In many ways, Monster House is a lot like The Sandlot -- but instead of a giant killer dog in the neighbor's backyard, it's a giant killer house that the kids fear and, inevitably, have to take on face-to-face. And I mean face.

The ingeniousness of the animation in this movie comes to light when the house comes to life -- and when it does, it really does. It has eyes and a mouth and a long wet tongue, and a throat to swallow all those toys and small animals that it has collected over the years. And when the kids try to break in and snoop around . . . well, the house gets very, very angry. The house itself is a piece of fantastic animation. It's way more expressive than the cars in Cars or most of the talking animals in The Chronicles of Narnia . . . and certainly more expressive than the creepy, dead-eyed, animatronic zombie freaks in The Polar Express.

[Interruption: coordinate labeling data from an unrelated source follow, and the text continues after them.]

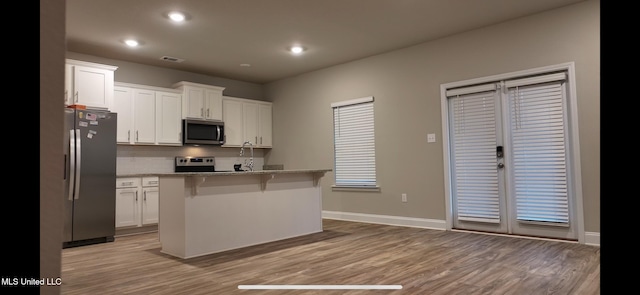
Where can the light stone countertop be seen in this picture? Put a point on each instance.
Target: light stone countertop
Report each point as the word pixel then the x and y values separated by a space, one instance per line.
pixel 235 173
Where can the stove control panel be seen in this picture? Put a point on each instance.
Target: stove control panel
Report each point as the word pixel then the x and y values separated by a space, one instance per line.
pixel 195 164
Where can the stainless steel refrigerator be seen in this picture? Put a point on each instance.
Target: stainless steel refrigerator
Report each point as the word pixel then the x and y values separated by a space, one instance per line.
pixel 90 177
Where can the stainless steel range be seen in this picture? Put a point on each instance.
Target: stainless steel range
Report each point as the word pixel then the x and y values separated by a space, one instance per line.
pixel 195 164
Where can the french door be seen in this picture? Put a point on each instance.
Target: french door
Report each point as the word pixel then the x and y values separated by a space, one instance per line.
pixel 510 160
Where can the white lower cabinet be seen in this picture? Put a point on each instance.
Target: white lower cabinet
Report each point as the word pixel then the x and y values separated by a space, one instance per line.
pixel 137 201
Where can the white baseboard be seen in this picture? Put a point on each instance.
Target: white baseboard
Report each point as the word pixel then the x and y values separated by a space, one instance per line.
pixel 386 219
pixel 591 238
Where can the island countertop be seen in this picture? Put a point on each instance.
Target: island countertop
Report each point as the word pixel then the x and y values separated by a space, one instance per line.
pixel 221 173
pixel 201 213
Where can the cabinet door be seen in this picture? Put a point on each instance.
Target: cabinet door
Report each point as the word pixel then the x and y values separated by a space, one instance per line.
pixel 214 104
pixel 232 116
pixel 127 210
pixel 144 109
pixel 122 104
pixel 194 102
pixel 168 118
pixel 92 87
pixel 265 126
pixel 150 201
pixel 68 84
pixel 250 122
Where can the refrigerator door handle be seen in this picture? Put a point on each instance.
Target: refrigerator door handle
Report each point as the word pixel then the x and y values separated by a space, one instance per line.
pixel 72 162
pixel 79 163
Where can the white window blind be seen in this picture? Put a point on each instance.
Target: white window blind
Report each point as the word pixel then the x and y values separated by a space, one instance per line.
pixel 537 134
pixel 354 143
pixel 473 133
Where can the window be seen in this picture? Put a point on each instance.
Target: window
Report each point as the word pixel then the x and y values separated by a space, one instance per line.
pixel 354 143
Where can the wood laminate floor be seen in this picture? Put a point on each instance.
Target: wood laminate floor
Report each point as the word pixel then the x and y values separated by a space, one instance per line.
pixel 422 261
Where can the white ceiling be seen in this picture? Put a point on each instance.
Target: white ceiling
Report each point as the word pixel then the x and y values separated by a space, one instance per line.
pixel 222 34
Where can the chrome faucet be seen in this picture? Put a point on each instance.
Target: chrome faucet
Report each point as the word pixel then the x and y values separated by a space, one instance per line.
pixel 250 164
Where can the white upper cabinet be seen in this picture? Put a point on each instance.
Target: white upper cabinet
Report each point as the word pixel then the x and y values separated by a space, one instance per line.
pixel 148 115
pixel 200 101
pixel 89 84
pixel 265 122
pixel 247 120
pixel 168 118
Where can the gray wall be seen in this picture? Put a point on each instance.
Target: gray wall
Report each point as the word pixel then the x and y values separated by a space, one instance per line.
pixel 52 48
pixel 406 86
pixel 163 77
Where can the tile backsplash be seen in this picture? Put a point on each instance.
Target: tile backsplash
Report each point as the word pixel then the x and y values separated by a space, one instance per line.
pixel 133 159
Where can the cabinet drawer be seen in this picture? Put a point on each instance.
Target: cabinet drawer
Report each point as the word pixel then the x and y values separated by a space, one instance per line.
pixel 150 181
pixel 127 182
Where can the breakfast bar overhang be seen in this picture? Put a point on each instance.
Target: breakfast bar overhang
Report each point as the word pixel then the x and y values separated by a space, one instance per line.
pixel 209 212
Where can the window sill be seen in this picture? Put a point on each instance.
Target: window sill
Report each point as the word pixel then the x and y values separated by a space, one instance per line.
pixel 345 188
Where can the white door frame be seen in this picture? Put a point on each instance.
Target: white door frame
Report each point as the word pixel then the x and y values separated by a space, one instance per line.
pixel 574 141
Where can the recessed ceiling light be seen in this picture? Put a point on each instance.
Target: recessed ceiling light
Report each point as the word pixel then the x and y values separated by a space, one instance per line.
pixel 176 16
pixel 296 49
pixel 131 42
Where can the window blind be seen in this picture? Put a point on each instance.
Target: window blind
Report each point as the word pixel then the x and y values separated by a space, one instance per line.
pixel 473 133
pixel 354 143
pixel 537 133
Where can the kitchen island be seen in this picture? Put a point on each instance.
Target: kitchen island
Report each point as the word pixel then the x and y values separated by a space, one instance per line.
pixel 209 212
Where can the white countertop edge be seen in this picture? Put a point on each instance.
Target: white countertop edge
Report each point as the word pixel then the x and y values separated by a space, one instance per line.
pixel 238 173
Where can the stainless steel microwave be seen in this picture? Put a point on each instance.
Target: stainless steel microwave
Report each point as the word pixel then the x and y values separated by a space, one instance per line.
pixel 202 132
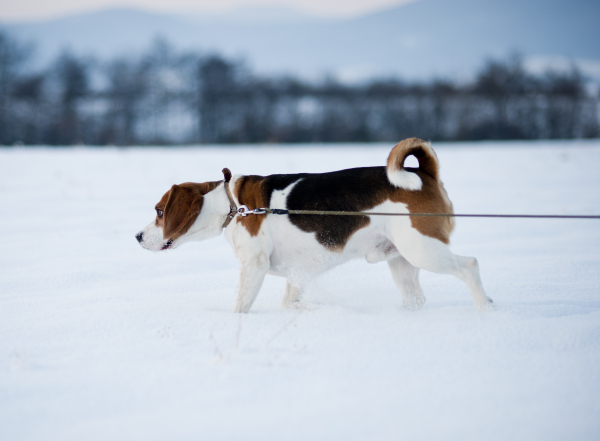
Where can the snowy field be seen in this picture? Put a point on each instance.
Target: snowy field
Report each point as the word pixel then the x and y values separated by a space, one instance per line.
pixel 102 340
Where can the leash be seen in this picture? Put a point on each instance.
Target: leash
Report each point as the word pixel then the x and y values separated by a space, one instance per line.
pixel 233 209
pixel 244 211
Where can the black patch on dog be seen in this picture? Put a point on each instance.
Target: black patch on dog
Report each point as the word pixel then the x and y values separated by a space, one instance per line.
pixel 345 190
pixel 354 189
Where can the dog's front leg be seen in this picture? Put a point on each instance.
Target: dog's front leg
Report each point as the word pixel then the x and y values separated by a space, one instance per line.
pixel 252 275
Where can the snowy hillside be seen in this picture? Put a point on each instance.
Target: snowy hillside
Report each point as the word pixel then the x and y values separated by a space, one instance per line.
pixel 100 339
pixel 420 39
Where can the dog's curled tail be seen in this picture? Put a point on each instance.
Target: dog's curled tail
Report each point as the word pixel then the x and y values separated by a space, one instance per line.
pixel 428 163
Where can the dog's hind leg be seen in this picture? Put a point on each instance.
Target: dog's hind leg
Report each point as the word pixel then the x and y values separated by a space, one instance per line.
pixel 252 274
pixel 435 256
pixel 406 278
pixel 291 297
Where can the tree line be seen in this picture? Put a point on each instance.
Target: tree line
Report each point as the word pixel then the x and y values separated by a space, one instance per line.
pixel 169 97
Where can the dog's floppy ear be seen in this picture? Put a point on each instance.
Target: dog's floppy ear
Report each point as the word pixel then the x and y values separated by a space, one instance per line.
pixel 181 211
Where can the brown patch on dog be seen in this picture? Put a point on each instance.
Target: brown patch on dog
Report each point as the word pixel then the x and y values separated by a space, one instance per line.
pixel 181 206
pixel 432 198
pixel 250 191
pixel 426 156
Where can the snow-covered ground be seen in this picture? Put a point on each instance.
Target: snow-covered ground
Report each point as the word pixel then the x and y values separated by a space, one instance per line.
pixel 102 340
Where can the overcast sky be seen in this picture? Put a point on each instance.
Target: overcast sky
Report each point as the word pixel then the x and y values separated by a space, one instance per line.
pixel 41 9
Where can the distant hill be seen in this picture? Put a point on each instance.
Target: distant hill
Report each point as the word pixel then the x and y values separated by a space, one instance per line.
pixel 416 40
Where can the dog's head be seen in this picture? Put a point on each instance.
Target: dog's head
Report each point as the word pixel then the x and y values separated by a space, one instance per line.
pixel 186 212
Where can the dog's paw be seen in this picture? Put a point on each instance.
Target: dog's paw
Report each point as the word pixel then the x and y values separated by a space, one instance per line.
pixel 412 303
pixel 486 305
pixel 295 304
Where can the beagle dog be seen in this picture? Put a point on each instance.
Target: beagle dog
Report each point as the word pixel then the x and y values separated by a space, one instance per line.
pixel 299 246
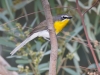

Running a brisk 91 minutes, Monster House is a fun suspense/adventure story for a while, delightfully odd and maybe a bit screwy . . . and then it kicks into high gear. The climactic half-hour is sensational. Kenan seems to have mastered his craft already. It's not just that the action is exciting -- Monster House offers the kind of cinematography that we're only used to seeing in live-action fare.

In fact, in many scenes, the film almost seems like it is live-action. That's the level of sophistication Kenan and his creative collaborators have found -- and in a world of Madagascar and Hoodwinked and Robots and Valiant, Monster House is something special.